AK is a precancerous skin lesion caused by chronic UV exposure, typically affecting sun-exposed areas in older adults. It can present with multiple lesions and carries a variable but low annual risk (0–0.53% per lesion) of progressing to SCC, reaching 2.88% at 5 years [16,17,18]. The increased occurrence of HF-BCC in patients with AK and a history of SCC may reflect a cumulative effect of UV exposure and shared pathomechanisms underlying the development of these skin lesions. Recently, genome-wide association (GWA) meta-analyses have identified over 120 BCC-associated loci, enhancing our understanding of the genetic basis of BCC susceptibility. Moreover, a high degree of association of these BCC-associated loci with SCC risk was observed. Some of these loci were related to pigmentation like SLC45A2, TYR, OCA2 or MC1R. This genetic overlap could explain the association between HF-BCC and personal history of SCC in our study cohort [19]. Further genetic research in HF-BCC patients is needed to identify whether there are associated loci.
Analysis of sun exposure patterns and family history within our cohort of 16 HF-BCC patients suggests that this group is heterogeneous, comprising individuals whose high BCC burden is caused by different aetiologies, from excessive UV exposure to underlying genetic predisposition. Individual-level data on sun exposure and NMSC family history support this hypothesis: while some patients reported extensive lifetime sun exposure without a familial background of skin cancer, others developed numerous BCCs despite relatively limited sun exposure but had a positive family history. These findings suggest that both extrinsic (UV-related) and intrinsic (genetic) risk factors contribute to HF-BCC development, with the relative influence varying among individuals. Thus, the development of multiple BCCs in non-syndromic individuals likely results from cumulative risk factors rather than a singular underlying biological process.

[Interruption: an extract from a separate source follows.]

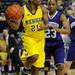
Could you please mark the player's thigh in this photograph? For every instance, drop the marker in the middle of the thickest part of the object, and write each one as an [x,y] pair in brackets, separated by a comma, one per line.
[59,54]
[30,45]
[41,59]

We observed significant differences in histological subtypes and anatomical locations of BCC between HF-BCC patients and those with 1–2 BCC: HF-BCC patients more frequently developed superficial BCCs, while nodular BCCs were more common in patients with 1–2 BCCs. In terms of anatomical distribution, BCCs in patients with 1–2 BCCs were more often located on the nose and ears (p < 0.05), whereas HF-BCC patients showed a tendency for BCCs on the trunk (p = 0.1) and extremities (p = 0.2), although the latter observations did not reach statistical significance. These findings align with previous research indicating that the superficial BCC subtype is more commonly found on photoprotected areas like the trunk, whereas nodular and infiltrative BCC is located mainly on the face [2]. One hypothesis is that chronic cumulative sun exposure is more related to the nodular type of BCC (similarly to SCC) whereas intermittent sun-exposure is linked to superficial BCC [2,20].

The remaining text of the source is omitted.